Telegram's troubles pile up: EU opens new investigation

EU joins Telegram investigation over user numbers. Potential sanctions could force significant changes. Durov's arrest adds to company's woes.

  Investigation also in Europe: Telegram (photo credit: REUTERS)
Investigation also in Europe: Telegram
(photo credit: REUTERS)

The Telegram instant messaging application is under attack from all directions. After the arrest of the company's CEO and founder, Pavel Durov, in France on suspicion of complicity in drug trafficking, fraud and pedophilia through the platform he owns, now the European Union is also joining the investigation. The suspicion: Telegram provided false data on the number of its active users on the continent.

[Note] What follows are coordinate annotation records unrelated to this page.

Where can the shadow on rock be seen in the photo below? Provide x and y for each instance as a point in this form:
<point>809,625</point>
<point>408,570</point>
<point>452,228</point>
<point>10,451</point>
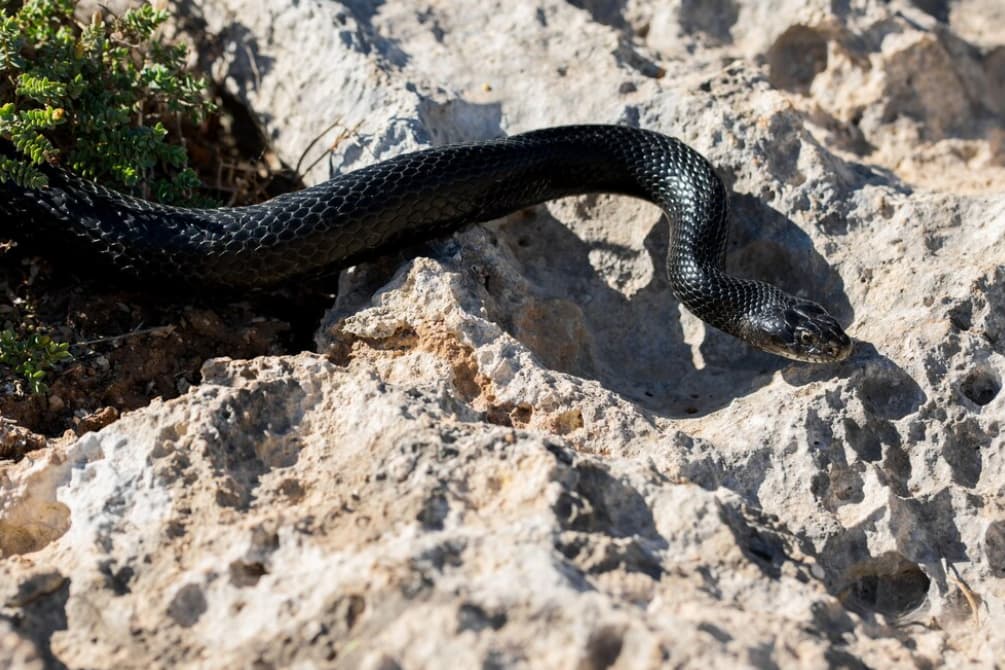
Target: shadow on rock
<point>636,345</point>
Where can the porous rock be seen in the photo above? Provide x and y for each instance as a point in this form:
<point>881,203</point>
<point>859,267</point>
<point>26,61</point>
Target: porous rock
<point>512,448</point>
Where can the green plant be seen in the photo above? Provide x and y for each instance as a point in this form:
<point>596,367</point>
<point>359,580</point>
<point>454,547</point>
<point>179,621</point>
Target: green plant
<point>98,97</point>
<point>31,357</point>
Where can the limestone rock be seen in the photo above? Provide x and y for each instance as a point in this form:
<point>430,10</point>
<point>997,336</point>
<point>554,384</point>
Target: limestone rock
<point>512,448</point>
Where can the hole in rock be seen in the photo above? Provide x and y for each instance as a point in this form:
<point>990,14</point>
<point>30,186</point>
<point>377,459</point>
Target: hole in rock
<point>980,386</point>
<point>888,585</point>
<point>994,547</point>
<point>796,57</point>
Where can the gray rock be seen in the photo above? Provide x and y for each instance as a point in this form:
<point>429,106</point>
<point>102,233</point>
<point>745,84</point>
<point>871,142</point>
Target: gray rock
<point>513,449</point>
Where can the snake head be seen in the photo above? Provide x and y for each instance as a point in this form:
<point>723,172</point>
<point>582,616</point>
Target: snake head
<point>802,330</point>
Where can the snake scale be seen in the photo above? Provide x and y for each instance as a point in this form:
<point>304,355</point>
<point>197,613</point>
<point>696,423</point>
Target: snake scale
<point>419,196</point>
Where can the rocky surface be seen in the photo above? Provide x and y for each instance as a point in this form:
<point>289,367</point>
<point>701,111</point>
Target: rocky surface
<point>511,448</point>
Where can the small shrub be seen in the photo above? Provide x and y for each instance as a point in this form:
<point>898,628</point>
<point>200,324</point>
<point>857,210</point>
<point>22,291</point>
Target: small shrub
<point>97,97</point>
<point>31,357</point>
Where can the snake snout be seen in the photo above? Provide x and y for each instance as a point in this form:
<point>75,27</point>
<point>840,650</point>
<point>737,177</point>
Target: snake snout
<point>813,335</point>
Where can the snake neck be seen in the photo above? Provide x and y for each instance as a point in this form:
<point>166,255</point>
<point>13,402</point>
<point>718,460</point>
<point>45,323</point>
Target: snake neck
<point>732,304</point>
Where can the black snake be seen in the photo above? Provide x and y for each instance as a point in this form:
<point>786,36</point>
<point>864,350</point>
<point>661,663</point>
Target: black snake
<point>419,196</point>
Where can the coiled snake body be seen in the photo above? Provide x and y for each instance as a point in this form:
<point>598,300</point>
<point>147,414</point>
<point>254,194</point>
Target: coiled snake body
<point>422,195</point>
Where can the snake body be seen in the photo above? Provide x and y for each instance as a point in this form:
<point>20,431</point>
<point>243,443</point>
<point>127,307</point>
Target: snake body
<point>422,195</point>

Telegram stated in February that it has 41 million users in the European Union. Under the EU's Digital Services Act (DSA), Telegram was supposed to provide an updated number this month, but failed to do so, stating only that it has "far fewer than 45 million monthly active users on average in the EU."

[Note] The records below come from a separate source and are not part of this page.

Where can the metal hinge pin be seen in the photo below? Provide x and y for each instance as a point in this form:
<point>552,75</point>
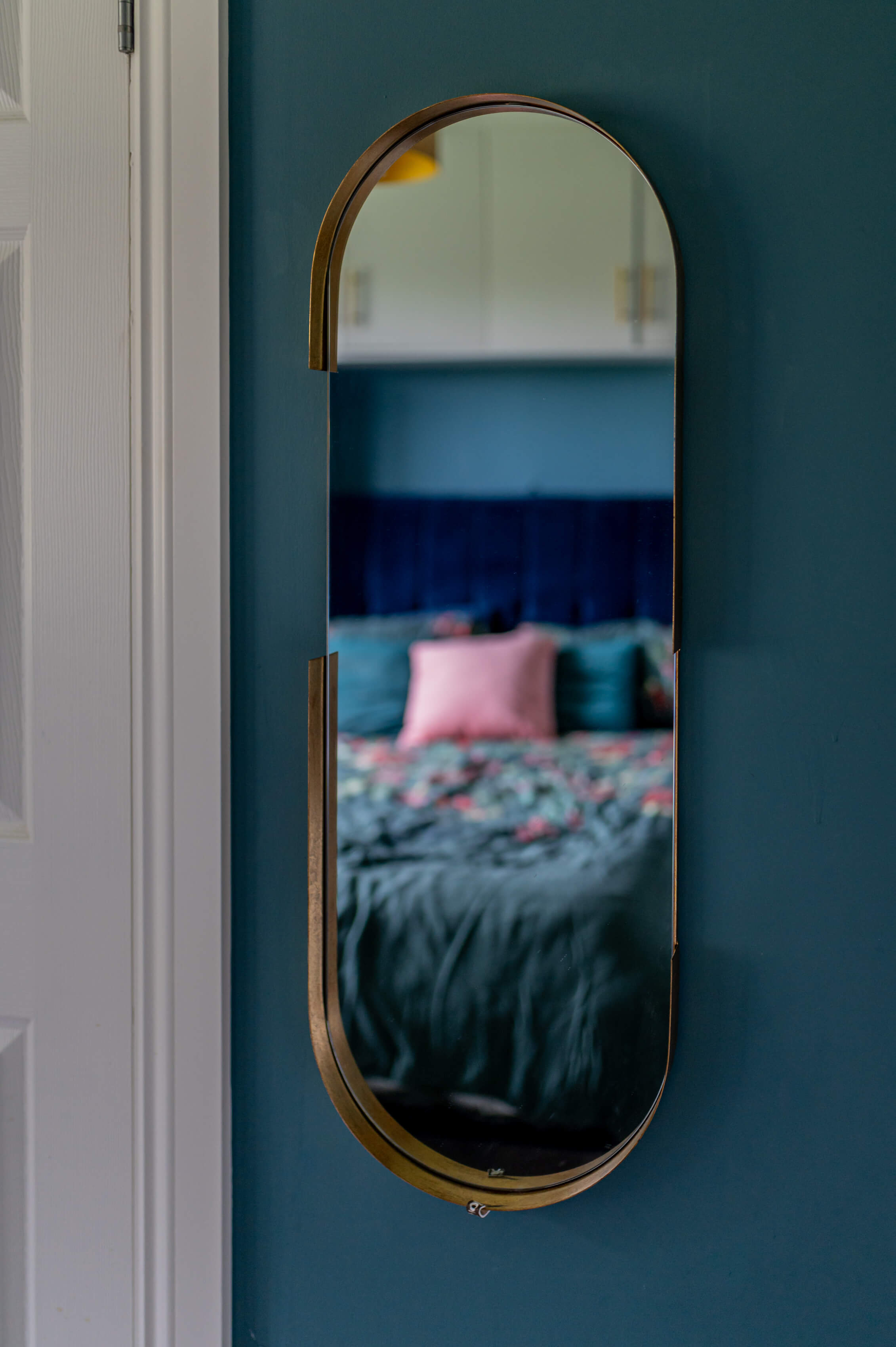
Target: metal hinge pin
<point>126,26</point>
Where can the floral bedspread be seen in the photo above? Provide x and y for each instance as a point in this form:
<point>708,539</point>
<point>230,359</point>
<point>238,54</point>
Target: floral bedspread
<point>529,790</point>
<point>504,914</point>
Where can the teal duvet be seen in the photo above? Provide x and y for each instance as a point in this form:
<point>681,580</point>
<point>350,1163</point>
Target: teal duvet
<point>504,918</point>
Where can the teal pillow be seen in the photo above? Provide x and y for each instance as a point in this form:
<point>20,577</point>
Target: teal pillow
<point>597,686</point>
<point>374,681</point>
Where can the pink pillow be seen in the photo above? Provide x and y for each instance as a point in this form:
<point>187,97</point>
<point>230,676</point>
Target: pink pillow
<point>482,687</point>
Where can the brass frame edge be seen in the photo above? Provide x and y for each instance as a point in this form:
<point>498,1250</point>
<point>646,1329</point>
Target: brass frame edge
<point>352,1098</point>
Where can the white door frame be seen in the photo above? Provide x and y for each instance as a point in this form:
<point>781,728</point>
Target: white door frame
<point>181,674</point>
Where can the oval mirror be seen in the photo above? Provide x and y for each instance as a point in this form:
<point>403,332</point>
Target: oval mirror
<point>492,731</point>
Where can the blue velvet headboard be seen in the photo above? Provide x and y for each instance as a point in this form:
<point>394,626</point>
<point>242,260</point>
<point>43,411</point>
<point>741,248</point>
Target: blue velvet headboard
<point>509,561</point>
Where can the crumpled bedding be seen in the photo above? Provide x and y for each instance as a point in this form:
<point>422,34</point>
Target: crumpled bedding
<point>504,915</point>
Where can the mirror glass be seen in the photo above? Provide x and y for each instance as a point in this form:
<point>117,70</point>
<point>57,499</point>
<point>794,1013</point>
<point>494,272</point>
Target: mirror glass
<point>502,574</point>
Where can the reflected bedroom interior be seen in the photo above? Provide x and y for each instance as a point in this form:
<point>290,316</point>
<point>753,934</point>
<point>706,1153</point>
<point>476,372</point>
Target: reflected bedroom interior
<point>502,581</point>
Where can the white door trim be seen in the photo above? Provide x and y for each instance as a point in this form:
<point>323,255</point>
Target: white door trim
<point>181,660</point>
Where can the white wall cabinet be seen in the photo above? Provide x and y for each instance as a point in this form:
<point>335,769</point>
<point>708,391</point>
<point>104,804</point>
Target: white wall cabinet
<point>537,240</point>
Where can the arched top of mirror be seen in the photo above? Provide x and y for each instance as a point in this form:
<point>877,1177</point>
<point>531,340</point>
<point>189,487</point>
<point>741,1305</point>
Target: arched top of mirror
<point>476,168</point>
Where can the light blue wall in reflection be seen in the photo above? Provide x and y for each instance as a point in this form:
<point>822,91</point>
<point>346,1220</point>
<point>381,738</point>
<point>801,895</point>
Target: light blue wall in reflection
<point>510,430</point>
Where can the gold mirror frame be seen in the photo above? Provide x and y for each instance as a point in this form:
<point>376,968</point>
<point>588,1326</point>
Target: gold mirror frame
<point>352,1097</point>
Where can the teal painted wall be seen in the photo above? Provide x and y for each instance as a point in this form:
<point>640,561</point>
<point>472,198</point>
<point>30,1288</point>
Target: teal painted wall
<point>509,430</point>
<point>759,1209</point>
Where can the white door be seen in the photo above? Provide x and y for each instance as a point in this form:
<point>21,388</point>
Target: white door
<point>67,1149</point>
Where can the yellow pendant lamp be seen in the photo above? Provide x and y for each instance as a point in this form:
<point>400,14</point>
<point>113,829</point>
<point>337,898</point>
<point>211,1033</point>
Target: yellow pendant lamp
<point>417,164</point>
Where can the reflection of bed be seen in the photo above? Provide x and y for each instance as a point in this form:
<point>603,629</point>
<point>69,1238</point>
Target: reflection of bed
<point>506,907</point>
<point>506,922</point>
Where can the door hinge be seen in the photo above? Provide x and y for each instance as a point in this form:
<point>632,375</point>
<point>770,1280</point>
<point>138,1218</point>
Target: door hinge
<point>126,26</point>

Failure to provide the new data is a breach of the DSA, according to two EU officials. They added that the EU investigation is likely to find that the true number is higher than the threshold for "very large online platforms". Such a definition imposes greater obligations on the platform in terms of compliance and content management, external auditing and mandatory data sharing with the European Commission.

The European Commission's Joint Research Center — the European Union's Internal Data and Science Service — is currently conducting a technical investigation to determine the number of Telegram users in the EU, alongside ongoing talks with the app about its own calculations.

  CEO and founder of Telegram, Pavel Durov  (credit: REUTERS)
CEO and founder of Telegram, Pavel Durov (credit: REUTERS)

"We have a way through our systems and calculations to determine how accurate user data is," a European Commission spokesman told the Financial Times. "And if we think they haven't provided accurate user data, we can unilaterally define them [as a very large platform] based on our investigation."

As mentioned, Telegram's problems are not limited to the European front. Last week, CEO Pavel Durov was charged with aiding pedophilia, drug trafficking, money laundering for criminal organizations and distributing illegal content through the app he founded. He was also accused of refusing to cooperate with law enforcement in investigating crimes committed through Telegram.